La tenacia della vita, la normalità che si tramanda: è questo il senso del quaderno che, nel libro, la madre lascia ai figli?
«La madre scrive perché sa di lasciare i bambini da soli in un mondo selvaggio. Credo che sia una delle paure più totali per un genitore: morire, e sapere che i tuoi figli, troppo piccoli, dovranno cavarsela da soli. Allora da una parte è un manuale di istruzioni, dall’altra dice: io non so cosa accadrà, quindi posso solo darvi dei consigli, il resto aggiungetelo voi. Quel quaderno diventa raccolta di esperienze e un’eredità per gli altri. E porta i bambini a ricordarsi del passato, a collegarsi al mondo di prima. È un’operazione che dovremmo sempre fare. Tendiamo a pensare solo a noi, a vedere il passato solo come insieme di date e situazioni nebulose. Invece, è molto importante ripensare a chi certe situazioni le ha vissute prima di noi, e in maniera più terribile».

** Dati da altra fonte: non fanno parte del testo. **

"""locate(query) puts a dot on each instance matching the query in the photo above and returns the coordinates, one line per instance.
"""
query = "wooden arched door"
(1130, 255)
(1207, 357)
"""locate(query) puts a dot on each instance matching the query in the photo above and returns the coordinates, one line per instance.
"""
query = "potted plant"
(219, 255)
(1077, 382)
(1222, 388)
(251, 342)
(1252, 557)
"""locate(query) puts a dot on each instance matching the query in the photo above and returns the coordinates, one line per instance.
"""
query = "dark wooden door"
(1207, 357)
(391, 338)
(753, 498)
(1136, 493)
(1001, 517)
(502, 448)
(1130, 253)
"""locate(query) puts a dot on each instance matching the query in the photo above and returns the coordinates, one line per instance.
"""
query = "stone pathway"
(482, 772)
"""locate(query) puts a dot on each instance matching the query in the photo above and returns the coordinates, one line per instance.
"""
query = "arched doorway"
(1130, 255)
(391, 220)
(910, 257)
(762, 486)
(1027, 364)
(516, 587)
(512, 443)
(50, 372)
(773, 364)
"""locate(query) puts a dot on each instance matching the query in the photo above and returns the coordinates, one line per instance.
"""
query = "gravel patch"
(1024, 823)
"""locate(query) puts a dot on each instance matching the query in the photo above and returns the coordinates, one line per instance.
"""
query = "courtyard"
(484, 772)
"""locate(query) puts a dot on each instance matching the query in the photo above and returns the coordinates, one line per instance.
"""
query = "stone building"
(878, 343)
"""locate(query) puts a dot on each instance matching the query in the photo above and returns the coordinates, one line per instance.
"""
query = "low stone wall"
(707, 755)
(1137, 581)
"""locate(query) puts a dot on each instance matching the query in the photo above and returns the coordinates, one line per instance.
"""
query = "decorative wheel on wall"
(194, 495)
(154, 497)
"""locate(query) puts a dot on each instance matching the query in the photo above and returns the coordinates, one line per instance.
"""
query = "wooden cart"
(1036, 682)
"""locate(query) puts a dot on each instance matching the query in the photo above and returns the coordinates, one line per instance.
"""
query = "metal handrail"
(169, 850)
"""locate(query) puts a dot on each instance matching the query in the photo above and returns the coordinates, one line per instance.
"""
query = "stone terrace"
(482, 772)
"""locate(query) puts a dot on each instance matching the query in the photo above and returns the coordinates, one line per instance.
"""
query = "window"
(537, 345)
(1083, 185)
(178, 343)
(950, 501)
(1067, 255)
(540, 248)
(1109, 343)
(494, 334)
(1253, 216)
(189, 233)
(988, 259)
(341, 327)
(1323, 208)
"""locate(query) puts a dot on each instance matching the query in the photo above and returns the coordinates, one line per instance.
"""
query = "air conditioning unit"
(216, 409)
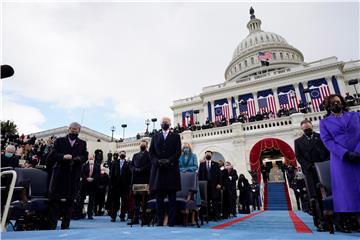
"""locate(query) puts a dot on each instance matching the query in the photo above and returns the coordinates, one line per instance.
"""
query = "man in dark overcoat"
(68, 155)
(165, 150)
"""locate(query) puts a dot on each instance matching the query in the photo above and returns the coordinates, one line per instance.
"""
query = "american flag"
(264, 56)
(318, 93)
(287, 97)
(191, 118)
(222, 110)
(247, 105)
(266, 101)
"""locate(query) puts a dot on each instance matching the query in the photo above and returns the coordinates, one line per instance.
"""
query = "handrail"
(9, 197)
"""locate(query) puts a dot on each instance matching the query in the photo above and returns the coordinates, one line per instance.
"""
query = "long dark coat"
(213, 180)
(342, 134)
(120, 180)
(165, 177)
(307, 153)
(90, 187)
(141, 166)
(65, 178)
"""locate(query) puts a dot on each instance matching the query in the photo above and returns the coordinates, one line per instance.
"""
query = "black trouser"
(100, 200)
(115, 204)
(160, 196)
(256, 201)
(59, 208)
(232, 201)
(311, 179)
(297, 196)
(91, 194)
(214, 200)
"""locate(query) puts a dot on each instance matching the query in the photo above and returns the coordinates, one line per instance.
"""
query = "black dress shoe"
(342, 229)
(133, 222)
(319, 229)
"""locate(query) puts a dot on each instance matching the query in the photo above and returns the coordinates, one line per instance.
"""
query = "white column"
(341, 83)
(276, 99)
(206, 113)
(256, 102)
(230, 106)
(330, 84)
(212, 111)
(297, 91)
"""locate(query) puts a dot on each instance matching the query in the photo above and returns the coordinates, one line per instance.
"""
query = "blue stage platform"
(264, 225)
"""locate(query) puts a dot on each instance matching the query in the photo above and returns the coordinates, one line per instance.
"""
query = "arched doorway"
(270, 144)
(275, 194)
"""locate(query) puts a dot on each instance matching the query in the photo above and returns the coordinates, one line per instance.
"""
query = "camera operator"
(68, 155)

Le è tornata voglia di scrivere in giorni di vita sospesa che, al contrario, per molti non si conciliano con l’immaginazione.
«Io invece ho grande bisogno di narrazione. Però tenendomi lontano dall’attualità. Preferisco scrivere una storia successa prima o nel futuro. Non ho alcuna voglia di raccontare di gente che se ne sta chiusa in casa».

E la sua fiction?
«“Anna” è un’altra cosa. È il racconto di un mondo libero, fatto di speranza».